Differentiation that survives value engineering.

Each of the five benefits is grounded in either a structural decision (unit mix, courtyard, retail format) or a redirection of required spending (landscape, stormwater, setback). None of them is an addition to the budget that gets cut when the budget tightens. The differentiation that wins leasing in year one is the same differentiation that holds through year ten.

For investors

Retention as the financial moat.

A retention thesis with a documented financial through-line: lower CAC, longer tenancies, premium pricing in a supply-constrained market. Salem's window is open and the comp set in walkable mid-rise mixed-use product is effectively empty. The Phase 1B activation produces real demand data ahead of Phase 1A leasing, replacing theoretical projections with measured visitor and revenue counts.

For the City of Salem

Housing supply that fits Salem's stated priorities.

Calibrated to local incomes and family demand. A daily walkable mix that strengthens west-east connectivity. Activated public realm aligned with the Urban Renewal Area objectives. Tax base growth that does not strain infrastructure. Unit mix and program tenor designed for Salem's actual demographics, not for a Portland or California demographic imported into Salem.

For coalition and community partners

Evidence-grounded, not aspiration-dressed.

A development thesis grounded in evidence rather than aspiration. Resident outcomes (retention, well-being, intergenerational connection, displacement avoidance) tracked transparently. The framework's fifteen-metric structure makes claims falsifiable, not just marketable. Community partners can hold the project to its own framework over time.

For future residents

A neighborhood designed around the realities of daily life.

Movement, connection, family, daily routine, and access to nature treated as operational requirements. Not amenities. Not features. The product itself. The 90-second walk to coffee. The kitchen window onto the courtyard. The market downstairs. The neighbors you know. The home that lets you stay through the next chapter of life.

For the Now City team

One thesis, five readings, one set of decisions to defend.

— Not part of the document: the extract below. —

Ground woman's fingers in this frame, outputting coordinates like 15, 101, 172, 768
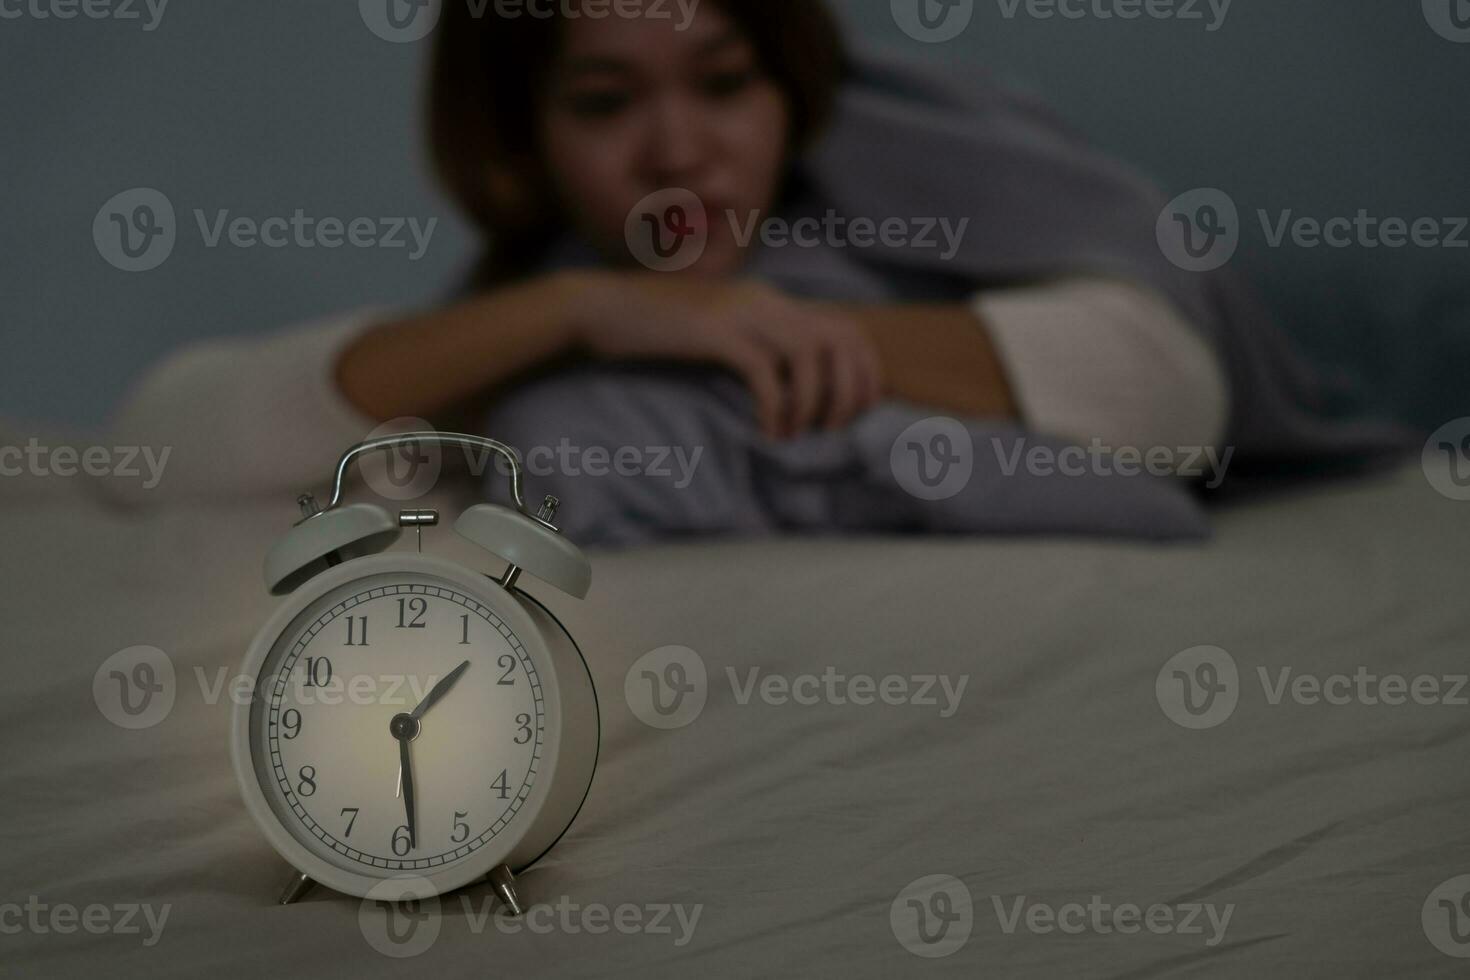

The same five design decisions answer every audience's question. The unit mix that wins family demand is the unit mix that produces longer tenancy is the unit mix that lowers LP risk. The courtyard that defines resident life is the courtyard that holds the leasing premium is the courtyard that aligns with Salem's design priorities. The thesis is internally consistent. That is what makes it durable.

Closing

The place where people want to stay.

The five benefits above are not selling points. They are the project. They are how the building leases at premium rents in a market that has not seen this product before. They are how the tenant base renews and refers and produces the NOI the underwriting depends on. They are how the City of Salem reads this as the thing it has been hoping a developer would propose. They are how a future resident walks the Wallace Road frontage on a Tuesday in 2029 and recognizes a neighborhood they want their life inside.

The thesis does not ask anyone to believe in a philosophy. It asks the reader to underwrite a mechanism. The mechanism is the design. The output is people who stay.